Tuesday 14 October 2008

'The Executioners Song' by Norman Mailer




RRP: £12.99 Pages: 1050 True Crime/Biography Paperback


I did my best. I really did. I wanted to read this book, and found I just couldn't get past page 350. And that was fairly easy to do until page 300 when it just seemed to slow down so much it was like wading through sticky treacle sauce - just couldn't seem to go any faster, any easier.
To begin with, the book was easy and quick off of the mark. It gave the background of the main character - Gary Gilmore - who the book is about. And that was interesting and easy to read. However, after he got arrested, the book took a downward turn in that it went into too much detail. It was kind of like reading the encyclopedia cover-to-cover instead of just picking out the interesting bits. I always thought that books with lots of info would be good to read, but this once gave way too much. I personally felt it did not need to go into so much detail. For some readers, this might work, but not for me unfortunately.

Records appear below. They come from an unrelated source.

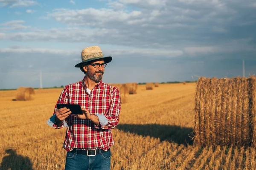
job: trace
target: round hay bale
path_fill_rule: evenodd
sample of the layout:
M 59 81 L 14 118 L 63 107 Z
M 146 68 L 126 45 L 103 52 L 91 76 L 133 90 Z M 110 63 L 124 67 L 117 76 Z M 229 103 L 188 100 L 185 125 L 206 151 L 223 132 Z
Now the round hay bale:
M 146 90 L 153 90 L 154 88 L 154 83 L 153 82 L 146 83 Z
M 194 144 L 256 145 L 256 78 L 200 77 L 195 96 Z
M 128 88 L 128 91 L 130 94 L 137 94 L 138 84 L 137 82 L 128 82 L 126 83 Z
M 32 88 L 20 87 L 17 90 L 16 100 L 32 100 L 35 99 L 35 91 Z

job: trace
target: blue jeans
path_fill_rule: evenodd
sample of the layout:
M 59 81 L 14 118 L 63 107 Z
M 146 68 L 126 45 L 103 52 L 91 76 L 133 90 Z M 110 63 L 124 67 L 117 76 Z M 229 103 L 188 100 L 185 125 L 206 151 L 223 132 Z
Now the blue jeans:
M 67 152 L 65 170 L 110 170 L 111 159 L 110 150 L 92 156 Z

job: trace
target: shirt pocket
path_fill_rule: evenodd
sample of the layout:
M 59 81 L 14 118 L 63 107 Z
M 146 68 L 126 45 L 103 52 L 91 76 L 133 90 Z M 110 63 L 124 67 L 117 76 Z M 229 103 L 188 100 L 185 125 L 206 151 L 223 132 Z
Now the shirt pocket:
M 108 114 L 109 105 L 111 103 L 110 97 L 100 96 L 96 100 L 95 105 L 95 113 L 106 115 Z

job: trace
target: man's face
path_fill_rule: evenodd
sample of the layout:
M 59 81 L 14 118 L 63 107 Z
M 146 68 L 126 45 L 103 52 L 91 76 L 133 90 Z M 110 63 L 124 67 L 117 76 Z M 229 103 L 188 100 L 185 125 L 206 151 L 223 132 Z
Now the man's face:
M 86 76 L 92 80 L 94 81 L 95 82 L 99 82 L 99 81 L 102 79 L 103 74 L 104 74 L 105 68 L 102 68 L 101 65 L 99 65 L 99 68 L 95 68 L 93 65 L 94 64 L 99 63 L 103 64 L 104 63 L 103 60 L 96 61 L 87 65 L 86 68 Z M 95 65 L 96 68 L 97 65 Z M 104 67 L 104 66 L 103 67 Z

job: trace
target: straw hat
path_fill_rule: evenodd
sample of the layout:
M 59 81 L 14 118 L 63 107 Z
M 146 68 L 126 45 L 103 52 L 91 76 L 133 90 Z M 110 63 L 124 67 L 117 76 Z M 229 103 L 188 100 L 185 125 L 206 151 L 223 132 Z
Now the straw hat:
M 103 59 L 105 62 L 109 62 L 112 60 L 112 57 L 103 57 L 103 54 L 98 46 L 86 47 L 82 51 L 81 54 L 82 62 L 77 64 L 75 67 L 80 67 L 83 64 L 87 64 L 89 62 L 99 60 Z

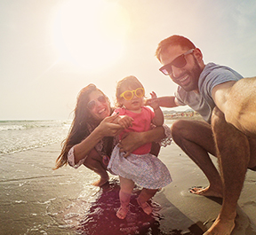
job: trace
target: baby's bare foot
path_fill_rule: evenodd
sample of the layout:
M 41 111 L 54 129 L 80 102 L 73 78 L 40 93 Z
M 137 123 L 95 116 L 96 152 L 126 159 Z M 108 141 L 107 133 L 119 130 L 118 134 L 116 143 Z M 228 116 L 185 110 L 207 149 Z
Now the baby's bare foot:
M 216 198 L 222 198 L 222 193 L 212 190 L 210 186 L 208 187 L 193 187 L 189 190 L 189 192 L 196 195 L 205 196 L 205 197 L 216 197 Z
M 92 184 L 93 186 L 97 186 L 97 187 L 101 187 L 103 184 L 105 184 L 109 178 L 100 178 L 97 181 L 95 181 L 94 183 L 92 183 Z
M 147 215 L 150 215 L 152 213 L 153 209 L 148 202 L 140 202 L 138 199 L 137 202 Z
M 129 211 L 129 207 L 124 208 L 124 207 L 121 206 L 119 208 L 119 209 L 117 210 L 117 212 L 116 212 L 116 216 L 119 219 L 124 220 L 126 217 L 126 215 L 127 215 L 128 211 Z
M 215 220 L 211 228 L 204 235 L 225 234 L 230 235 L 235 228 L 235 220 L 220 220 L 220 217 Z

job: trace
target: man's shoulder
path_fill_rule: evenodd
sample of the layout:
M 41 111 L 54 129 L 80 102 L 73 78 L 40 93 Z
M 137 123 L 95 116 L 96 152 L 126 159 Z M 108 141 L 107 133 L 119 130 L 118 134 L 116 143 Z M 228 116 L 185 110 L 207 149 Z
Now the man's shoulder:
M 236 80 L 243 78 L 243 76 L 233 68 L 227 66 L 220 66 L 215 63 L 208 63 L 204 68 L 201 77 L 216 77 L 216 76 L 231 76 Z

In the summer of 1976 Gary Gilmore robbed two men. Then he shot them in cold blood. For those murders Gilmore was sent languish on Death Row - and could confidently expect his sentence to be commuted to life imprisonment. In America, no one had been executed for twn years.

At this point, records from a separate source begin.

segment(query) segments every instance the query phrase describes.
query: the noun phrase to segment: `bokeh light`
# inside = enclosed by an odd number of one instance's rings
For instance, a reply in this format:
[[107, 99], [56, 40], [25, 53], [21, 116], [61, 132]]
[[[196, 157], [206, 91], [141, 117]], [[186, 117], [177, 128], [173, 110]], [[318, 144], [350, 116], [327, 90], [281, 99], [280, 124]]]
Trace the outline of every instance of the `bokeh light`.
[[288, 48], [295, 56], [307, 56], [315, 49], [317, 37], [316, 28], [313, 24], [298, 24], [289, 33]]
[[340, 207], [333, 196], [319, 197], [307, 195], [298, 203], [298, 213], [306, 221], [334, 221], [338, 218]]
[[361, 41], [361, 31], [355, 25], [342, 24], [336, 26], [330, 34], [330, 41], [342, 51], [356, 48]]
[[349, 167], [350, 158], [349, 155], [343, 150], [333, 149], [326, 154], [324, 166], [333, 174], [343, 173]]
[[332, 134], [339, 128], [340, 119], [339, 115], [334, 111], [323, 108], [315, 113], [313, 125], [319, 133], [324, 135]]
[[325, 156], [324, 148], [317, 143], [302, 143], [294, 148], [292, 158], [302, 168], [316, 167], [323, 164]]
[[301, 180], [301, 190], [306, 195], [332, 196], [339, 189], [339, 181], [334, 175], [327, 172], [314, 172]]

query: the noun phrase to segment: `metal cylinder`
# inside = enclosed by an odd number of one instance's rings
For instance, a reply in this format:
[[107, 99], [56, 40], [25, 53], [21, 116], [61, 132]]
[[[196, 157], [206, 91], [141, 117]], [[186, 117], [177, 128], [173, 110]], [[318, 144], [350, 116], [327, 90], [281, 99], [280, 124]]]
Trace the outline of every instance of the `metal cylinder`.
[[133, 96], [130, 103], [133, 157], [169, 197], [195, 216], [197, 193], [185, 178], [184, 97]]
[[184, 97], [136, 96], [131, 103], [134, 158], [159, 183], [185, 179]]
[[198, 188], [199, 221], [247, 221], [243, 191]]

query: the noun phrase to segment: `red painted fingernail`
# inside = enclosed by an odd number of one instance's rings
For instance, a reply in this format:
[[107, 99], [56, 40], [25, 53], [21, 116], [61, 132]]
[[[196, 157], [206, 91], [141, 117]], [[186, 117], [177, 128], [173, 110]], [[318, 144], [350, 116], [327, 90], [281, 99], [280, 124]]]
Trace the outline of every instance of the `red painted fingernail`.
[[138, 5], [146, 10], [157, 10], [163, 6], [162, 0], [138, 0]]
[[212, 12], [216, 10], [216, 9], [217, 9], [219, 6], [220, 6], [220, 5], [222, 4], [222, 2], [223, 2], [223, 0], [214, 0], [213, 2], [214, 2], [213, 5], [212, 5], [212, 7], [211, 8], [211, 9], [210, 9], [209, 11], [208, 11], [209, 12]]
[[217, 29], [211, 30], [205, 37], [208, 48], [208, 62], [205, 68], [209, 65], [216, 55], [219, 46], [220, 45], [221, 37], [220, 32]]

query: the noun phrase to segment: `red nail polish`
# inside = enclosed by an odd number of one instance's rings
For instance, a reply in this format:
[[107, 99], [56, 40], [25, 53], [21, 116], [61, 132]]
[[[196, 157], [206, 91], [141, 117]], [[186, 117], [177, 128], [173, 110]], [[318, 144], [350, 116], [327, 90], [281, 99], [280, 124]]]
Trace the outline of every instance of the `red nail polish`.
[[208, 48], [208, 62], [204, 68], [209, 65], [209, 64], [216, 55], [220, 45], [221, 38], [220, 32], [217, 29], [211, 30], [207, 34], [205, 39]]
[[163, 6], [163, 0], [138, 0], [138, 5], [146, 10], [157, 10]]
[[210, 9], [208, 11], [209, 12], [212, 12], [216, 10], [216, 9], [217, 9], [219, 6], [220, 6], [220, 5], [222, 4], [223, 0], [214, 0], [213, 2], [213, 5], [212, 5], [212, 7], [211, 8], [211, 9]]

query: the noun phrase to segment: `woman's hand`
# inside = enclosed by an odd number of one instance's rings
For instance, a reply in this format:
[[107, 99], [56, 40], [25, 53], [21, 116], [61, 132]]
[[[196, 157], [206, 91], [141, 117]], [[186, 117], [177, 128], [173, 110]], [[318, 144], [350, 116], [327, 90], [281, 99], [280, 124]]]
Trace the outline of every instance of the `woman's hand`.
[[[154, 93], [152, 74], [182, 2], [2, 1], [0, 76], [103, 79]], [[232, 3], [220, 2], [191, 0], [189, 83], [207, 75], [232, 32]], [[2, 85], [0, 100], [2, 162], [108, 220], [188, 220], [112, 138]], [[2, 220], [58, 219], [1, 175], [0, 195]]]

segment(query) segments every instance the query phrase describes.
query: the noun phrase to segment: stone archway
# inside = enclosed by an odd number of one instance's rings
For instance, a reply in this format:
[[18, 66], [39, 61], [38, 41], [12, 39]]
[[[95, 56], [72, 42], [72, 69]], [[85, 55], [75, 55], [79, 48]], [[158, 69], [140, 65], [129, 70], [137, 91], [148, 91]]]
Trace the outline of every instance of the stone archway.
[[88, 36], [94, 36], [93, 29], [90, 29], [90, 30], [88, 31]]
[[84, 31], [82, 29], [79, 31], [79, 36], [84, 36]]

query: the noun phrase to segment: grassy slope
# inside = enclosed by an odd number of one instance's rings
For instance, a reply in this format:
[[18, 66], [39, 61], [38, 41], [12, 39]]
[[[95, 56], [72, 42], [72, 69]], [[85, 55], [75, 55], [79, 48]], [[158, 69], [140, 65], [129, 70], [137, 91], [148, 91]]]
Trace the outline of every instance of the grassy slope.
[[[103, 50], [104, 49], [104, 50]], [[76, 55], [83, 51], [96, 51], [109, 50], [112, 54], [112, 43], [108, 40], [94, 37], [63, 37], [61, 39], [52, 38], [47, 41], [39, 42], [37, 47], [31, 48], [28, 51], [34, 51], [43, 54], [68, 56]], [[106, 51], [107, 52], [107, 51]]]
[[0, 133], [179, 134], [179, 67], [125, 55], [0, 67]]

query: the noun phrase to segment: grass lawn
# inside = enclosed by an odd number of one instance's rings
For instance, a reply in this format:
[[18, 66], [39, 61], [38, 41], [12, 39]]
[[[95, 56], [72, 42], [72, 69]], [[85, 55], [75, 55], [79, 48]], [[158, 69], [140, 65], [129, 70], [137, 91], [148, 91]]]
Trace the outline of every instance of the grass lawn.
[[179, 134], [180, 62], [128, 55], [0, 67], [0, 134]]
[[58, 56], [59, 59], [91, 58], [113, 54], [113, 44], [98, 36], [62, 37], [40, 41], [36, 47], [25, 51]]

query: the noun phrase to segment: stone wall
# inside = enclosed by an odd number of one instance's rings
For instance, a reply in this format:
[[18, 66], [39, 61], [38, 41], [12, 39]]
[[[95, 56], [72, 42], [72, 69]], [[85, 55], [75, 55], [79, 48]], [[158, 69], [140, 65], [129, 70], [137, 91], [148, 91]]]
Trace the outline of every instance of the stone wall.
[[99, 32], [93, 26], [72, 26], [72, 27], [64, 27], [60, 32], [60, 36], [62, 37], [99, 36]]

But Gary Gilmore wanted to die, and his ensuing battle with the authorities for the right to do so made him into a world-wide celebrity - and ensured that his execution turned into the most gruesome media event of the decade.


Maybe I will try and read this book again in a few months. It is well-written, but just not to my taste at the moment as too hard to really concentrate well on. And this book needs the concentration and the focus on details!